Kedatangan mereka mengubah suasana dalam
dadaku. Dada yang tadinya sesak mulai lapang. Membayangkan dan mengingat ucapan
Kakek, kunikmati keindahan yang melingkari dataran tinggi pengunungan Andalas.
Alam membentangi gugus barat Pulau Sumatera. Lengkungan alam bersandingan bukit
berlapis-lapis. Jalanan berkelok-kelok bak angka delapan. Penurunan dan
pendakian tajam yang diilengkapi awan suci beranak pinak berupa embun.
“Sekarang lihatlah alam di negeri kito ini, “ teriak Zam.
Kami beralih melihat maskot
perkampungan surga ini: padang sawah. Ke mana pun memandang bagai permadani
hijau menutupi sebagian lautan Hindia. Bila musim panen maka dia seumpama lautan
emas. Rindang dan amat indah dipandang.
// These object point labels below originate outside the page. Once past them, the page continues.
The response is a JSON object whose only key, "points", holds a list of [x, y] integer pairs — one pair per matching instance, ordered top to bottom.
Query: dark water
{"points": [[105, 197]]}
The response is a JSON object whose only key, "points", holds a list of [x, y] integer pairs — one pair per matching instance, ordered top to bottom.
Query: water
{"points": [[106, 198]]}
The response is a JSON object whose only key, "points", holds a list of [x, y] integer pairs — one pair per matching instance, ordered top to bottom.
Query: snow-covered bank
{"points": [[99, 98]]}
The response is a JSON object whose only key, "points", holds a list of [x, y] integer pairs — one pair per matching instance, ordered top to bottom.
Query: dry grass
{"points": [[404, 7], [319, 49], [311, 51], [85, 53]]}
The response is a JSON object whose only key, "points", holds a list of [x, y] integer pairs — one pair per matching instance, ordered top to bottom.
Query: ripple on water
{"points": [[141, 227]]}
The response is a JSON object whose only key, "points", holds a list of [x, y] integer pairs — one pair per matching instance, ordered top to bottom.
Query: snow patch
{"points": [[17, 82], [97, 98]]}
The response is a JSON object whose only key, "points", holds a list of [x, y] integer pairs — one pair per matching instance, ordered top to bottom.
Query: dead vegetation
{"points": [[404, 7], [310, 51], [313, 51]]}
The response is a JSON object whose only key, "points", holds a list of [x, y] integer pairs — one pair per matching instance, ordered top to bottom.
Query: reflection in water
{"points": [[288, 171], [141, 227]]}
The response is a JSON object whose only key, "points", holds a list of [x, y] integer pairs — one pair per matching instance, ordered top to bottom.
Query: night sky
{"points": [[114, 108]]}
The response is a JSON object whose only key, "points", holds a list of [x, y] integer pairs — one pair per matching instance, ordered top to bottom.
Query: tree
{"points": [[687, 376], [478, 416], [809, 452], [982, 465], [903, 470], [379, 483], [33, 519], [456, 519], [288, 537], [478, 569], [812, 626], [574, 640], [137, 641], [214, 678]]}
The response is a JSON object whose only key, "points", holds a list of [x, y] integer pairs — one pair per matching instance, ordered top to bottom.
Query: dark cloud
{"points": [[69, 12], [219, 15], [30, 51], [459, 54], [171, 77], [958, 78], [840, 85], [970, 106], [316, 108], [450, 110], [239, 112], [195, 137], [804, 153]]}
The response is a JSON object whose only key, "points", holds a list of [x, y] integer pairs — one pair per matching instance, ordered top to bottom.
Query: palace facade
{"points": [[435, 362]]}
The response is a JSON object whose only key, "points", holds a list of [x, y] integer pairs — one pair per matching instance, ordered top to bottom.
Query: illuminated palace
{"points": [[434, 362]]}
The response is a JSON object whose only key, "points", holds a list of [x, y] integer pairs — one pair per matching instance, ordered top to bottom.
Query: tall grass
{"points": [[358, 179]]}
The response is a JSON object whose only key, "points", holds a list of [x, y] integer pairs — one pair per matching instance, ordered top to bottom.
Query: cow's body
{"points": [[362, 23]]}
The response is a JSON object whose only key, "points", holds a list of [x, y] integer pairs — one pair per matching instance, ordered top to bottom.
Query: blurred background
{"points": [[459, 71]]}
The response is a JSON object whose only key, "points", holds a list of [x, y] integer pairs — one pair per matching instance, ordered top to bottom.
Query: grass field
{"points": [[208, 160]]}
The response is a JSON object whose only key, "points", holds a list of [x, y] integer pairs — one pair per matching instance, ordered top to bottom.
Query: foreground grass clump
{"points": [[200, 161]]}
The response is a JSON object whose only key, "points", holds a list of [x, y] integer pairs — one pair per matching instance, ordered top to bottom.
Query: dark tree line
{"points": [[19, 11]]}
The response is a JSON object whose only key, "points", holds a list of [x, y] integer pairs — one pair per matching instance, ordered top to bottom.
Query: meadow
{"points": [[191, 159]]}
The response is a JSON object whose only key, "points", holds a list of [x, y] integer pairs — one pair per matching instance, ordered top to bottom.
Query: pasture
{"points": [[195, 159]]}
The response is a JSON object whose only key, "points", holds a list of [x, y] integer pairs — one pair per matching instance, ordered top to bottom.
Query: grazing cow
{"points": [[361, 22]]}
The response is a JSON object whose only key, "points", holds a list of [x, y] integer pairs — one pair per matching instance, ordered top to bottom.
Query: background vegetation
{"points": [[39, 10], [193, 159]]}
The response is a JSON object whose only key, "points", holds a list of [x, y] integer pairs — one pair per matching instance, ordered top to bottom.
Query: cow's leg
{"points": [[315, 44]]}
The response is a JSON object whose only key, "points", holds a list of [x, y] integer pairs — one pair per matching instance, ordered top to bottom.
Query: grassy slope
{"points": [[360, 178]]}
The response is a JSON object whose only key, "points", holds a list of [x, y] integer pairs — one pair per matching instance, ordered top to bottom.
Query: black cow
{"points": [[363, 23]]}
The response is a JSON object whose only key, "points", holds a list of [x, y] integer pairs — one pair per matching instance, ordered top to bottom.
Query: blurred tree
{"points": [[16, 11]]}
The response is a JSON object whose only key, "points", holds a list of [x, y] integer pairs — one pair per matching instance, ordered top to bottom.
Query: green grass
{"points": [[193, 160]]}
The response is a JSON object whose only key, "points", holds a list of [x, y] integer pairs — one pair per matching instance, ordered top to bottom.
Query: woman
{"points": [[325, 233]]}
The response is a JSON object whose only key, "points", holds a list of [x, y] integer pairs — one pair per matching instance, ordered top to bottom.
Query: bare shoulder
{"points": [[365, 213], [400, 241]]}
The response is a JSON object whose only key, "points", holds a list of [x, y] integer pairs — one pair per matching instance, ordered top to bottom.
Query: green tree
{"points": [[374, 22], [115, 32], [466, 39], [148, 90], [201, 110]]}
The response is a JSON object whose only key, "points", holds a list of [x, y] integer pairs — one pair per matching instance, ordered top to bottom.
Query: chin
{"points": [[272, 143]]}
Maskot kampung merangkap sebagai mahkota negeri Kerinci yang dikelilingi kawalan
flora dari keturunan dipterocarpacae, leguminosae, lauraceace, mirtaceae.
Inilah Negeri
Sekepal Tanah Surga….
Bersama mereka aku seperti
ada di ruang mimpi. Pendakian tadinya membawa harapan yang sudah patah,
ingatanku terlempar pada masa-masa menjalankan kuadrat hidup. Merantau jauh
ingatanku pada masa silam bersama sahabat sejati. Aku terlempar menuju kepingan
kisah yang kutemui di sepanjang hidupku.